Here is a solution I like to use:

function Rectangle(x, y, width, height) {

  function area() {
    return width * height;
  };

  function coalesce() {
    if (! x) { x = 0; }
    if (! y) { y = 0; }
    if (! width) { width = 0; }
    if (! height) { height = 0; }
  }

  coalesce();
  return {
    area: area
  };
}

module.exports = Rectangle;

And a client of this module would look like:

var Rectangle = require('./rectangle');
var rectangle = Rectangle(undefined, undefined, 3, 4);

What have we done here?

The constructor simply returns an object that has the methods we want to expose. The data is encapsulated inside the constructor function, which also contains all the functions (private and public) that have privileged access to these.

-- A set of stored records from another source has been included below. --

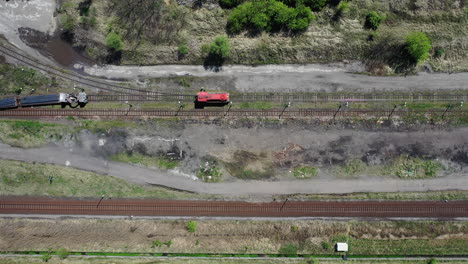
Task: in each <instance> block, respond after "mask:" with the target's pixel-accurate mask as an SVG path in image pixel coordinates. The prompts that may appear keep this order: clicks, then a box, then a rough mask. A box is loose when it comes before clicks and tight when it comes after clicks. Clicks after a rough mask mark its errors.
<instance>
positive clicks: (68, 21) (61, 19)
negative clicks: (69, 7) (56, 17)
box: [59, 14, 76, 31]
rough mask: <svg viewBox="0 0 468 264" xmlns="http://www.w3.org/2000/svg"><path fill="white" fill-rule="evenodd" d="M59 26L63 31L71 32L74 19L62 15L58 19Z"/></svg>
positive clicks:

Then we’re dropping the using of “new” notation on the class clients (which could cause a lot of problems on the previous model if module clients omitted it).

This pattern also allows for object methods (private or public) to call each other with no restraints, since we are not relying on the leaky this object.

What about inheritance?

A useful way of declaring that a class (or pseudo-class, if you will) inherits from another one is having the constructor prototype pointing to an object that it “inherits” behavior from. Node (and almost all the Javascript frameworks) has convenience function for doing this in util.inherit().

For instance, say you want our Rectangle class (as in our first incarnation) inheriting from the Node EventEmitter class:

var inherit = require('util').inherit
  , EventEmitter = require('events').EventEmitter;

function Rectangle(x, y, width, height) {
  this.x = x;
  this.y = y;
  this.width = width;
  this.height = height;
}

inherit(Rectangle, EventEmitter);

Rectangle.prototype.area = function() {
  return this.width * this.height;
};

module.exports = Rectangle;

Convenient, heh? (You must be careful to call inherit before setting the prototype properties, or else they will be nuked). How can we then implement inheritance if we’re not using the tradicional Javascript constructor functions?

Here is a way:

var EventEmitter = require('events').EventEmitter;

function Rectangle(x, y, width, height) {
  var that;

  function area() {
    return width * height;
  };

  function coalesce() {
    if (! x) { x = 0; }
    if (! y) { y = 0; }
    if (! width) { width = 0; }
    if (! height) { height = 0; }
  }

  coalesce();

  that = {
    area: area
  };

  that.__proto__ = EventEmitter.prototype;

  return that;
}

module.exports = Rectangle;

So, we’re using the __proto__ object, which is reserved in Javascript for the actual prototype object. So if you call any EventEmitter-specific methods like on() and emit(), the runtime will look into the rectangle object, and if not found, will search inside the prototype chain.

Mind you that the __proto__ object is not entirely portable to all Javascript platforms and browsers, but there are ways around that.